既知のフィッシングメールは、URLの他に潜在的なコードなどのシグネチャーを持っています。すべてのキャンペーンで新しいメールを作成する代わりに、ハッカーは、通常はコードをランダム化することでシグネチャーを難読化しますが、画像を変更したり、ロゴや他のブランディングを含める手法を用いる場合もあります。

トーン、色、サイズなど、画像を僅かに変更するだけで、フィッシングシグネチャーが変わります。ユーザーの目にはメールは全く同じに見えますが、実際は、画像のレンダリングではなくコードを分析するメールフィルターを騙すのに十分なほど大幅に変更されています。

QR Codeは、セクスト―ションメールのURL分析を回避するためによく使われる手法の一つです。上の例のように、既知のセクスト―ションメールに単に新しいQR Codeを挿入するだけで、シグネチャーまたは既知のフィッシングURLの有無を調べるフィルターを騙すことができます。同様に、HTMLテキストではなく、基本的にメールのスクリーンショットであるテキストベースの画像は、シグネチャーを難読化するために使用される画像の一種です。

フィッシングメールから身を守る

防衛対策として、トレーニングは欠かせませんが、フィッシング対策テクノロジーは譲れません。フィッシングに引っかからないために講じることのできるいくつかの手順をご紹介します。
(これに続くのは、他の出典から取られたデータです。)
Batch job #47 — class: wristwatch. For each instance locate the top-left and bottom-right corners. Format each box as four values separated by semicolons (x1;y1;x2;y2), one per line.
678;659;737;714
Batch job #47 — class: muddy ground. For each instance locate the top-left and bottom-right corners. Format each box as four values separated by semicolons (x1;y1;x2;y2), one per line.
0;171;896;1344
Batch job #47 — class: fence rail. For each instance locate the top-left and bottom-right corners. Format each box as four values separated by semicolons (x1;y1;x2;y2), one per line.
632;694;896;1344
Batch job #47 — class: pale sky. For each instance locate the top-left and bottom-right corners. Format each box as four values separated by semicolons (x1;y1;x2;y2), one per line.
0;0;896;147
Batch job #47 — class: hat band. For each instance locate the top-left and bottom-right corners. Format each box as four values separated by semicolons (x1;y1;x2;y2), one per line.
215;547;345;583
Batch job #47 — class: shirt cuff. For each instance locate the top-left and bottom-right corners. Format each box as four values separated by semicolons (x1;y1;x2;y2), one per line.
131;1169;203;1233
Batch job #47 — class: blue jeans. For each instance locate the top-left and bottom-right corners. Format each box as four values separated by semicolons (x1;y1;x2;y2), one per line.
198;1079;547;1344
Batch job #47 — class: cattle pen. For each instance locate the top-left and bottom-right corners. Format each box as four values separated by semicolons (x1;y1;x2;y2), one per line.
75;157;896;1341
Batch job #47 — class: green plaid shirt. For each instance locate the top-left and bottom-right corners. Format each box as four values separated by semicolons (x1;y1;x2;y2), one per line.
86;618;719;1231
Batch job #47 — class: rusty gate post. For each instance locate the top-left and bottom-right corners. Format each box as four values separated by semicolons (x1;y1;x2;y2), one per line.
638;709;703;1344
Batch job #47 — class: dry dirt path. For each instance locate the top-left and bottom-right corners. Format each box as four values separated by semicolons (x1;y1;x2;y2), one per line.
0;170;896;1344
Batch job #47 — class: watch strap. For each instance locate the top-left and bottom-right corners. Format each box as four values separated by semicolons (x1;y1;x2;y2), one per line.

  • リンクをマウスオーバーする: 安全なランディングページにリンクされていることを確認するために、メール内のURLを必ずマウスオーバーしてください。難読化手法によって本物のURLが隠されていることもあるので、リンクが不確かな場合はクリックしてはいけません。
  • メールから重要なアプリにログインしない:メールを通じて送信される通知はすべて、アプリケーション内にも存在します。メールアラートが疑わしい場合は、ブラウザでアプリケーションにログインして、リクエストや要求が正当なものであるかを確認しましょう。
  • フィッシングメール意識向上トレーニングに投資する:最新の攻撃と手法を見分けられるように、ユーザーを定期的にトレーニングする必要があります。最も望ましいのは、ユーザーがフィッシングメールをクリックした時に再度トレーニングを受けさせて、常にトレーニングを心に留めておけるようにすることです。